August 31, 2016

What is Econometrics?

  • Use of statistical methods to analyze economic data
  • Dealing with nonexperimental data
  • Trying to make inferences from incomplete data
    • i.e. trying to estimate population-wide relationships based on sample data

Uses?

  • Estimate relationships between variables
  • Test theories and simple hypotheses
  • Forecast variables ("crystal balls")
  • Evaluating gov't policy

Steps

  1. Economic model (this can get complicated for difficult questions)
  2. Econometric model

Examples: estimating demand curve, evaluating effects of minimum wage increase

A Quick Note on Forecasting:

Example: Economics of Crime

  • Gary Becker, 1968
  • Assume criminals are utility maximizers
  • We could model criminal behavior as a function of the opportunity costs of crime and its benefits.

Example: Economics of Crime

\[y = f(w_1,w_2,p_1,p_2,s,a)\]

Symbol Variable
\(y\) criminess
\(w_1,w_2\) wages from crime (1) and legal wages (2)
\(p_1,p_2\) probabilities of getting caught (1) and convicted (2)
\(s\) likely sentence
\(a\) age

Example: Economics of Crime

  • What functional form do we use?
  • It depends…
    • Simple first step: throw together a bunch of variables and estimate a linear model.
    • Consider possible interactions (e.g. does schooling affect men differently than women?)
    • Some variables might need to be modified (e.g. \(p_1 \times p_2 \times s = E(s)\))

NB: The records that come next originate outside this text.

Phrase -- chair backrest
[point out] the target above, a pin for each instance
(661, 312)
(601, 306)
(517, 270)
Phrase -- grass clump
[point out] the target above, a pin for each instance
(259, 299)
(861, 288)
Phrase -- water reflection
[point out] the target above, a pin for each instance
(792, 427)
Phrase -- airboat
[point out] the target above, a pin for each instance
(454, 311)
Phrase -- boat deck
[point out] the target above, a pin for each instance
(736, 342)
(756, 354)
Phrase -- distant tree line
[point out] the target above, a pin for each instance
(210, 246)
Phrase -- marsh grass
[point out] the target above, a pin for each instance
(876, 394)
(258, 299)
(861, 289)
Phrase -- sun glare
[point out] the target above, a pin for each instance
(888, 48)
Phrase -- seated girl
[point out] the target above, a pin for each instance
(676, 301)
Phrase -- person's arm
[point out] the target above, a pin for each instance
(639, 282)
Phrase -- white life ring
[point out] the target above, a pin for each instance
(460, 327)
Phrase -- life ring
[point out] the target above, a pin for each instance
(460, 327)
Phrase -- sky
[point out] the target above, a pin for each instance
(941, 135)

Example: Model of Job Training and Worker Productivity

  • Does extra training increase productivity?
  • What factors are important to hold constant?
    • Education
    • Work Experience
    • Training
    • Others?

Example: Model of Job Training and Worker Productivity

  • How do we measure these?
    • Years of schooling
      • Does quality matter?
      • Subject?
      • Earnestness?
    • Years since leaving school
    • Weeks of training
  • The data we have is always imperfect
    • Schooling \(\neq\) Education

Example: Economics of Crime

  • Econometric model:

\[ crime = \beta_0 + \beta_1 wage + ... + u\]

  • This is a linear model

Linear models

  • We're looking at how the \(y\) variable changes as the \(x\) variables change

\[ y = \beta_0 + \beta_1 X + ... + u\]

  • With multiple x variables, we're seeing how \(x_i\) changes, holding \(x_j\) constant.
  • A lot of interesting things are happening in the \(u\) term
    • Factors that aren't included in the model affect this "error term"
    • We hope that the effects of these other factors balance out
    • We also hope their effects aren't too big

The error term (made up data)

When the effects of all the things not in our model are small, it's relatively easy to see the relationship between our variables.

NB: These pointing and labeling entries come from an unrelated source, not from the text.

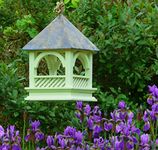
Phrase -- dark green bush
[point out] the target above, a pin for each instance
(124, 31)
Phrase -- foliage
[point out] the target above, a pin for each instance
(97, 132)
(124, 31)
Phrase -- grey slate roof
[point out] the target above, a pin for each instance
(60, 34)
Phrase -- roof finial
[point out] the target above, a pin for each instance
(59, 8)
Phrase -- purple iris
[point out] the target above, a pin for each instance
(87, 110)
(146, 126)
(50, 141)
(153, 90)
(35, 125)
(1, 131)
(61, 141)
(39, 136)
(78, 137)
(70, 131)
(122, 105)
(90, 123)
(79, 106)
(144, 139)
(145, 116)
(96, 131)
(16, 147)
(108, 126)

The error term (made up data)

When the data is noisier (i.e. there's a lot of variation in \(y\) that isn't associated with \(x\)) the confidence interval (dark grey) expands and we're less certain that the relationship holds up.

Real example: stopping distance as a function of speed

Types of data

  • Cross-sectional
  • Time series
  • Panel/Longitudinal
    • Pooled cross-sections
  • Different types of data call for different approaches

Cross-sectional data

  • Looking at different individuals at one point in time
    • e.g. countries, regions, people, firms, etc.
  • Assumes observations are essentially independent

Cross-sectional data

obs city crime rate poverty rate
1 03441 0.25 0.23
2 03442 0.15 0.03
3 03456 0.23 0.14
4 03458 0.35 0.12
5 03460 0.34 0.27

Time Series

  • Looking at one or more variables over time
    • e.g. GDP, stock prices, CPI, homicide rates
  • Usually "serially correlated"
    • \(GDP_{2016} = GDP_{2015} + u\)
    • This will raise problems with statistical inference if we don't do something.

Time Series

obs year crime rate poverty rate
1 1999 0.25 0.23
2 2000 0.25 0.23
3 2001 0.23 0.24
4 2002 0.25 0.22
5 2003 0.24 0.27

Panel/Pooled Cross-section

  • Looking at cross-sectional variation and variation over time
    • Pooled: different (independent) cross-sections
      • e.g. random people from different states at different time periods
    • Panel (longitudinal): following the same people/firms/countries/etc. over different time periods
      • can account for unobservable differences ("fixed effects")

Panel Data

obs year city crime rate poverty rate
1 1999 Baltimore 0.25 0.23
2 2000 Baltimore 0.25 0.23
3 2001 Baltimore 0.23 0.24
4 1999 Dist Col. 0.15 0.22
5 2000 Dist Col. 0.14 0.27

Ceteris Paribus means…

Ceteris Paribus

  • What is the effect of \(x_1\) on \(y\)?
    • what if \(x_2\) changes at the same time as \(x_1\)?
      • We might face the problem of colinearity.
    • to the extent we can, we want to isolate the effect of interest.
  • We need to be careful to include the right variables to avoid "model specification error"

Ceteris Paribus

What about when we think \(x_1\) and \(x_2\) work together to affect \(y\)? We can use interaction terms to understand the effect of both of them together.

Causality

https://www.xkcd.com/552/

Correlation doesn't imply causation, but it does waggle its eyebrows suggestively and gesture furtively while mouthing "look over there".

Causality

  • The best way to determine causality is with an experiment.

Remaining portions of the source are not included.